Bob Gerrity: Yeah. It’s a little bit of that. That’s true. And that’s higher, the 40%, 50% of rigs running on our acreage. That’s higher than normal but it’s not that out of line. We average about Dave, about one-third. About one-third of all the rigs running in the Bakken on our acreage. And that’s because we’re like a Bakken EPF, right? We got well we have acreage all over everywhere. So yes, I think that’s — your conclusion that the rigs are spreading out pretty good. Yes, we would agree with that.

Lloyd Byrne: Okay. Awesome. And I have one more. Can you just talk about the CapEx run rate going forward. I mean, as you get the refracs and you got some inflation in there, — but how do you see that for — maybe over the course of the rest of the year?

Bob Gerrity: Yeah. It’s very lumpy, Lloyd. I would love to say that we’re going to be able to replicate what we did in the first quarter, each of the quarters, but we can’t — it’s — we’re not in control of that. That is a negative being the non-op. And if we have similar CapEx in Q2, maybe we will change our guidance. But at this point, it’s too premature. But I got to tell you, we are very excited about the CapEx that we had in the first quarter. And again, more CapEx is a very good sign for us because we’re very disciplined in what we drill. And remember the lag between CapEx and production is roughly a year, less than that on refracs, but we know that gap.

Lloyd Byrne: That’s great. And I appreciate all the commentary on the Bakken productivity. It’s interesting. So thank you very much.

Bob Gerrity: Thank you, Lloyd.

Operator: Thank you. Our next question is from Jeff Grampp with Alliance Global Partners. Please proceed with your question.

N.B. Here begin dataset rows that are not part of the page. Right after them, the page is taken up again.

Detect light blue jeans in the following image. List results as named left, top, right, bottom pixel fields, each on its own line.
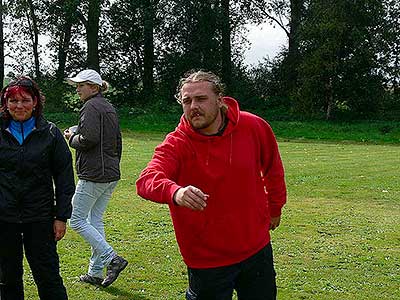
left=70, top=179, right=118, bottom=278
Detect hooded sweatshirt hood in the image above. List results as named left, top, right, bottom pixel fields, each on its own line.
left=177, top=96, right=239, bottom=140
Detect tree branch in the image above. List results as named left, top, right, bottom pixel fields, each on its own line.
left=76, top=9, right=88, bottom=29
left=251, top=0, right=290, bottom=37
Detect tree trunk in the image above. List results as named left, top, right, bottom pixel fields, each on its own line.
left=26, top=0, right=41, bottom=78
left=284, top=0, right=303, bottom=93
left=393, top=43, right=399, bottom=95
left=56, top=23, right=73, bottom=81
left=142, top=0, right=154, bottom=102
left=87, top=0, right=100, bottom=71
left=325, top=77, right=333, bottom=120
left=288, top=0, right=302, bottom=60
left=56, top=0, right=79, bottom=82
left=196, top=1, right=218, bottom=70
left=0, top=0, right=4, bottom=86
left=220, top=0, right=232, bottom=92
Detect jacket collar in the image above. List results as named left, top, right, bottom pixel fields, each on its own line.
left=1, top=114, right=48, bottom=131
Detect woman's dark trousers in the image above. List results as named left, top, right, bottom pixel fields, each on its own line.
left=0, top=221, right=68, bottom=300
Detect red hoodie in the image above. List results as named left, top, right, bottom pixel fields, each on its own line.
left=136, top=97, right=286, bottom=268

Jeff Grampp: Bob and Tim thanks for the time.

Bob Gerrity: Hi, Jeff.

Jeff Grampp: Good morning. Philosophical question for you, Bob. Obviously, you guys have a super clean balance sheet. You’re returning a lot of capital to shareholders through the dividend oil prices are being a bit volatile here in the near term. How are you guys thinking about allocating capital to ground game opportunities? Is that kind of constraint to organic free cash flow, or would you guys periodically use the balance sheet if you saw some good opportunities come across your desk?

Bob Gerrity: Yeah. We would use the balance sheet, Jeff. No doubt about it. But again, we do — we’re specialists, especially in the Bakken. So our hurdle rates for the wellbore interests we buy are pretty high. So we probably whatever we can. It’s not limited by budget. It’s limited by opportunity and economics. So philosophically, we — if you see our CapEx go up — that’s a good thing. We would use our balance sheet, if we saw an extraordinary opportunity, but not just to grow. Did that answer your question, Jeff? I can be more philosophical if you want.

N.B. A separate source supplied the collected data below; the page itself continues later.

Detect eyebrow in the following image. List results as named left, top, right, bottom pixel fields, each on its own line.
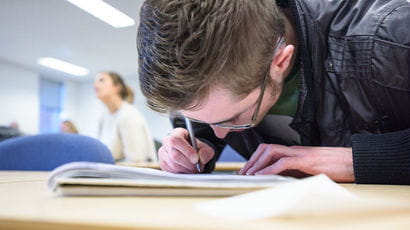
left=187, top=101, right=256, bottom=125
left=186, top=113, right=241, bottom=126
left=210, top=112, right=243, bottom=125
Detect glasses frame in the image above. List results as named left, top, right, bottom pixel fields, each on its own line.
left=186, top=37, right=285, bottom=130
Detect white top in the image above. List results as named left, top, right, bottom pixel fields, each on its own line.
left=98, top=102, right=157, bottom=163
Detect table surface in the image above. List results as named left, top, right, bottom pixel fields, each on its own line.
left=1, top=170, right=409, bottom=230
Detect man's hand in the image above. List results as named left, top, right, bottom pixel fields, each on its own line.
left=158, top=128, right=215, bottom=173
left=239, top=144, right=355, bottom=182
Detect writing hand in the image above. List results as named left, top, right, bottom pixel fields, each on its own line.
left=158, top=128, right=215, bottom=173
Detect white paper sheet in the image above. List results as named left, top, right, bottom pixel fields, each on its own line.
left=195, top=174, right=360, bottom=219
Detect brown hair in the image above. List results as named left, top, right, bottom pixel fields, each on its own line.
left=137, top=0, right=285, bottom=113
left=61, top=120, right=78, bottom=134
left=104, top=71, right=134, bottom=103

Jeff Grampp: No. That was perfect. I appreciate it. And just a smaller housekeeper on the modeling side. You mentioned LOE was a bit elevated due to some workovers, any sense of where that kind of levels out or how we should think about LOE going forward? Is Q1 a bit of an aberration on the high side, or any commentary there would be helpful.

Bob Gerrity: Great. I’m going to ask Dave to answer that one.

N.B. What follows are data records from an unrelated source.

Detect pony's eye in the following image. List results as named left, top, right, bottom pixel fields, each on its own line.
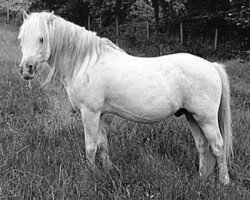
left=39, top=37, right=44, bottom=44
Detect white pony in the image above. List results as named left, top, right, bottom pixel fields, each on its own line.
left=18, top=11, right=233, bottom=184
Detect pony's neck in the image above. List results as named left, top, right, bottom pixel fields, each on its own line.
left=48, top=17, right=105, bottom=83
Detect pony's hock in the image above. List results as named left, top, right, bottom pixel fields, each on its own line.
left=18, top=11, right=233, bottom=185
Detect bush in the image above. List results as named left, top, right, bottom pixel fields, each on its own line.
left=29, top=0, right=90, bottom=26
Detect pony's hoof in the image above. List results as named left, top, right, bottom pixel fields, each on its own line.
left=103, top=159, right=113, bottom=171
left=199, top=167, right=209, bottom=178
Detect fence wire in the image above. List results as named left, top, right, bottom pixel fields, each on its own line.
left=89, top=18, right=249, bottom=60
left=2, top=7, right=249, bottom=60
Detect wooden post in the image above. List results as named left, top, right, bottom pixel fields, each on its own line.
left=214, top=28, right=218, bottom=50
left=23, top=0, right=28, bottom=11
left=146, top=21, right=149, bottom=40
left=116, top=16, right=119, bottom=45
left=180, top=21, right=183, bottom=45
left=99, top=13, right=102, bottom=28
left=6, top=7, right=10, bottom=23
left=88, top=15, right=91, bottom=30
left=159, top=44, right=163, bottom=56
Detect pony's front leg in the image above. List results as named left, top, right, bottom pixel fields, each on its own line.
left=81, top=107, right=101, bottom=168
left=81, top=108, right=112, bottom=169
left=98, top=114, right=113, bottom=169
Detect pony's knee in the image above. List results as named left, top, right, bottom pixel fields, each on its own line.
left=210, top=142, right=224, bottom=157
left=196, top=139, right=205, bottom=154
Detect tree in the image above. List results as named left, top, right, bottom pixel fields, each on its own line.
left=130, top=0, right=154, bottom=21
left=186, top=0, right=230, bottom=16
left=151, top=0, right=159, bottom=28
left=226, top=2, right=250, bottom=29
left=90, top=0, right=136, bottom=27
left=29, top=0, right=90, bottom=26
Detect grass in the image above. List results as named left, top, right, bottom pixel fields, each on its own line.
left=0, top=22, right=250, bottom=199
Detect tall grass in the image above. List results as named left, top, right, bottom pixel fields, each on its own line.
left=0, top=23, right=250, bottom=199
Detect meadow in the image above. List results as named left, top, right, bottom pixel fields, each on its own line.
left=0, top=22, right=250, bottom=199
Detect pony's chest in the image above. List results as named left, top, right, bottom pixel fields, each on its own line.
left=65, top=75, right=90, bottom=108
left=66, top=88, right=83, bottom=108
left=65, top=75, right=104, bottom=110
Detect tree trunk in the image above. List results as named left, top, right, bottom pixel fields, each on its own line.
left=160, top=0, right=171, bottom=35
left=116, top=0, right=122, bottom=23
left=160, top=0, right=169, bottom=24
left=152, top=0, right=160, bottom=55
left=152, top=0, right=159, bottom=31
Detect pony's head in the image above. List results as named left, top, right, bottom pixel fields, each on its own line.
left=18, top=11, right=54, bottom=80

Dave Macosko: Okay. Jeff, this is Dave Masco. I think what we saw is a lot of workover activity in Q1. I think going forward, we’ll see that level off. We’ll be sitting right in that $8.50 to $9 per BOE range of LOE going forward.

Brian Cree: A lot of that’s depending on the seasons, right? There’s seasonality in that first quarter. Obviously, as it gets warm or things will get cheaper to operate.

Jeff Grampp: Understood. Perfect. Very helpful. Thanks a lot guys.

Bob Gerrity: All right, thanks, Jeff.

Bob Gerrity: All right. Thanks, Jeff. Well, that’s it for now. We really appreciate you guys listening again, and please reach out to Ben, if you’ve got any further questions, and we’re going to go back to being boring. So thanks, everybody. Bye-bye.

Operator: Thank you. This concludes today’s teleconference. You may disconnect your lines at this time. Thank you for your participation.